# Multisig upgrades

Malicious upgrades are a very real attack vector for Diamond proxies, and especially so if the Diamond owner is a hot wallet.

For this reason it's good practice to set the owner of any upgradeable contract to be a Multisig (multi-signature) or MPC (multi-party computation) wallet so that upgrades are protected by multiple authorizations.

Once done you will need to tell Gemforge to output the upgrade transaction data so that you can send the transaction manually from within your Multisig/MPC wallet.

To do this set the target upgrades configuration as follows:

  targets: {
    // Target named "main"
    main: {
      upgrades: {
        // Whether the diamondCut() call will be done manually.
        manualCut: true
      }
    }
  }

By setting manualCut to true Gemforge will not call diamondCut() but will instead output the raw transaction data so that you can call it yourself. It will look something like this in the console output:

GEMFORGE: Outputting upgrade tx params and skipping actual tx call...
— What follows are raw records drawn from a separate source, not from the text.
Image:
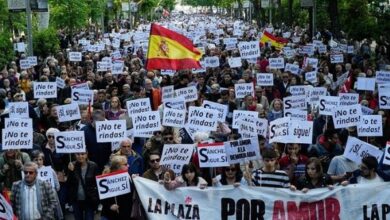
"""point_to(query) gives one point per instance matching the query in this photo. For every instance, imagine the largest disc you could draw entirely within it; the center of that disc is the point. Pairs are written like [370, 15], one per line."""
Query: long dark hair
[237, 177]
[190, 167]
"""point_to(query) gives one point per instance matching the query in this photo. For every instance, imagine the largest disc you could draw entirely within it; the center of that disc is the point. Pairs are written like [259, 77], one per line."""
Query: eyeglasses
[155, 160]
[28, 172]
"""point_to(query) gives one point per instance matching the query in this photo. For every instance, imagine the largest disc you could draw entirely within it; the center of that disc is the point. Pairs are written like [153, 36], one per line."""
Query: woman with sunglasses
[230, 175]
[119, 207]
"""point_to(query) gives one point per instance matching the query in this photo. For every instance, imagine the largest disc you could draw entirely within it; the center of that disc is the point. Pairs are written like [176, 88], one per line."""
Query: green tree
[46, 43]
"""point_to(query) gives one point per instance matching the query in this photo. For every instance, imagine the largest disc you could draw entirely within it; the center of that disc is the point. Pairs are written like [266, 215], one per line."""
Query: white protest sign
[110, 131]
[167, 92]
[17, 138]
[276, 63]
[384, 99]
[147, 121]
[60, 82]
[113, 184]
[45, 90]
[82, 96]
[301, 133]
[138, 106]
[222, 109]
[68, 112]
[311, 77]
[356, 150]
[386, 157]
[346, 116]
[243, 150]
[188, 93]
[212, 155]
[265, 79]
[234, 62]
[366, 84]
[202, 118]
[75, 56]
[382, 77]
[370, 126]
[70, 142]
[279, 130]
[211, 61]
[336, 58]
[174, 117]
[176, 103]
[347, 99]
[18, 110]
[45, 173]
[243, 89]
[294, 102]
[174, 156]
[294, 69]
[6, 212]
[238, 113]
[249, 50]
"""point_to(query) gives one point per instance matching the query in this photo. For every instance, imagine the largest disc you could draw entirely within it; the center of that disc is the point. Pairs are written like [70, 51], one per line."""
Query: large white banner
[227, 202]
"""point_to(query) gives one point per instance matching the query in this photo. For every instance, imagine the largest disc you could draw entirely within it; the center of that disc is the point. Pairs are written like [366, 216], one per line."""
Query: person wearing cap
[269, 175]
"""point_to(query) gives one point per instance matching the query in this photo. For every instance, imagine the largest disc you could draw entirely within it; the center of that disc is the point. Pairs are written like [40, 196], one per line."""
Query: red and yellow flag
[277, 42]
[170, 50]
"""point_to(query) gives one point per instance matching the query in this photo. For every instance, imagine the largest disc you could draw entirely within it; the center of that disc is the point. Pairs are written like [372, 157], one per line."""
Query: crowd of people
[295, 166]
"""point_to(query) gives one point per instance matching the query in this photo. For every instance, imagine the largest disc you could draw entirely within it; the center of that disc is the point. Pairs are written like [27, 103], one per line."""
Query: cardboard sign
[18, 110]
[17, 138]
[45, 173]
[239, 113]
[243, 150]
[113, 184]
[243, 89]
[75, 56]
[249, 50]
[110, 131]
[346, 116]
[222, 109]
[356, 150]
[60, 82]
[294, 102]
[265, 79]
[382, 77]
[211, 61]
[234, 62]
[370, 126]
[167, 92]
[202, 118]
[174, 117]
[276, 63]
[188, 93]
[82, 96]
[294, 69]
[174, 156]
[279, 130]
[296, 114]
[45, 90]
[384, 99]
[336, 58]
[147, 121]
[212, 155]
[366, 84]
[138, 106]
[70, 142]
[68, 112]
[347, 99]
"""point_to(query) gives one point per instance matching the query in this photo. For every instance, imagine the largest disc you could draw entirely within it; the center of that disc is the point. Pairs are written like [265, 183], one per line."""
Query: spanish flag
[277, 42]
[171, 50]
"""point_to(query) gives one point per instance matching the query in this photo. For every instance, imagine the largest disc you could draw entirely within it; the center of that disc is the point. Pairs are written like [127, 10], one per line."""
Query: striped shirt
[277, 179]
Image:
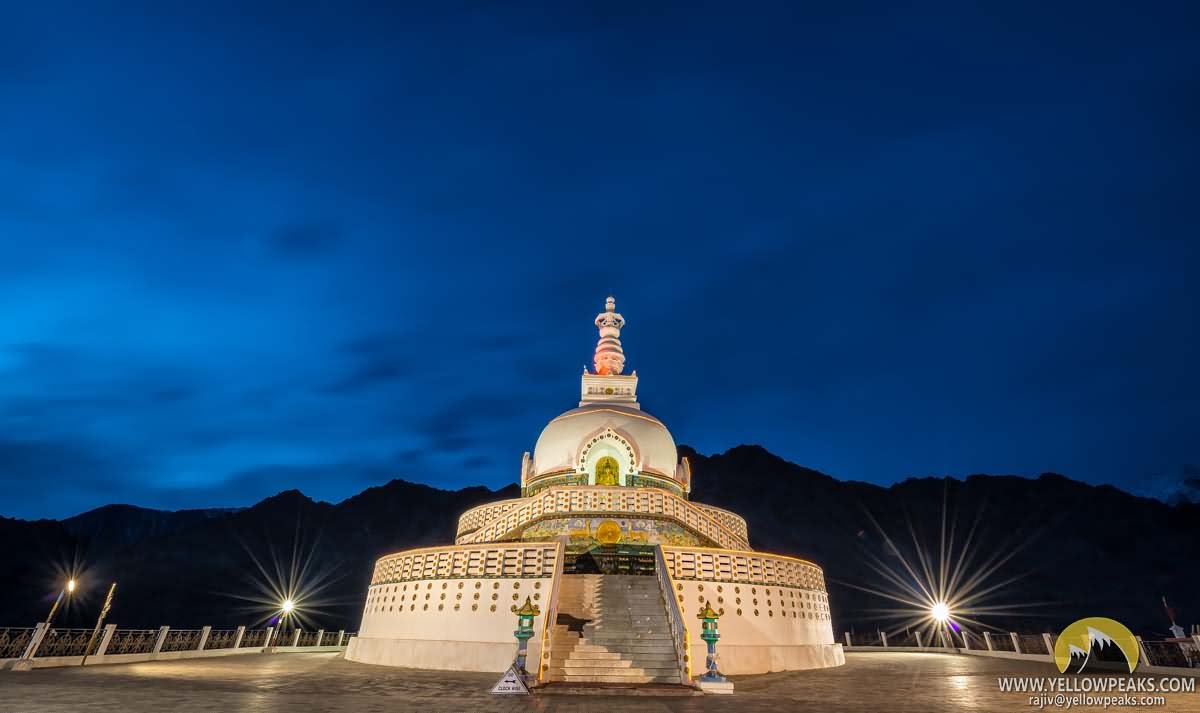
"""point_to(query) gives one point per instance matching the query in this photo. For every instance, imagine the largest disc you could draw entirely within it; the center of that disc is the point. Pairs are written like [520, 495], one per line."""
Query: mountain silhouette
[1075, 550]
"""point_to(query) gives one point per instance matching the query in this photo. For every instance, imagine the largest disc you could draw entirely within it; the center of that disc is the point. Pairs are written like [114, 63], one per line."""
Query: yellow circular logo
[1075, 642]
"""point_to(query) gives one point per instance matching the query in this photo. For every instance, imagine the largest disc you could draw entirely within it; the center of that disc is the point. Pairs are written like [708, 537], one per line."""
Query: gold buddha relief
[607, 472]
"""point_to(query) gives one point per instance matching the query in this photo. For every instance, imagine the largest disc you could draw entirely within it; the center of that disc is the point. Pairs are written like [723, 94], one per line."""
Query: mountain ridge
[191, 567]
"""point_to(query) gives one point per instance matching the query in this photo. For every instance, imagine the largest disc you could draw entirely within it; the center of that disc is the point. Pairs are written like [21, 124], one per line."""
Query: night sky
[251, 249]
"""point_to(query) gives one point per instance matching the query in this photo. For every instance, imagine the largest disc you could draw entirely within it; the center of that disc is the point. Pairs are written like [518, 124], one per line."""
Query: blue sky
[247, 247]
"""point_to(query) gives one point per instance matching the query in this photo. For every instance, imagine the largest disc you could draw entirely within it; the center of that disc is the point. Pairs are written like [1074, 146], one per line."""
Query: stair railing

GEMFORGE: ================================================================================

GEMFORGE: Diamond: 0x3351cb6fD12655854DDAa85b0D9857d3e20a1310

GEMFORGE: Tx data: 0x1f931c1c0000000...00000000000000000

GEMFORGE: ================================================================================

You can then copy-paste this information into your Multisig/MPC wallet's transaction builder to actually sign and send the transaction to finish the upgrade.

Adding multi-sig wallet support natively to Gemforge is currently being proposed.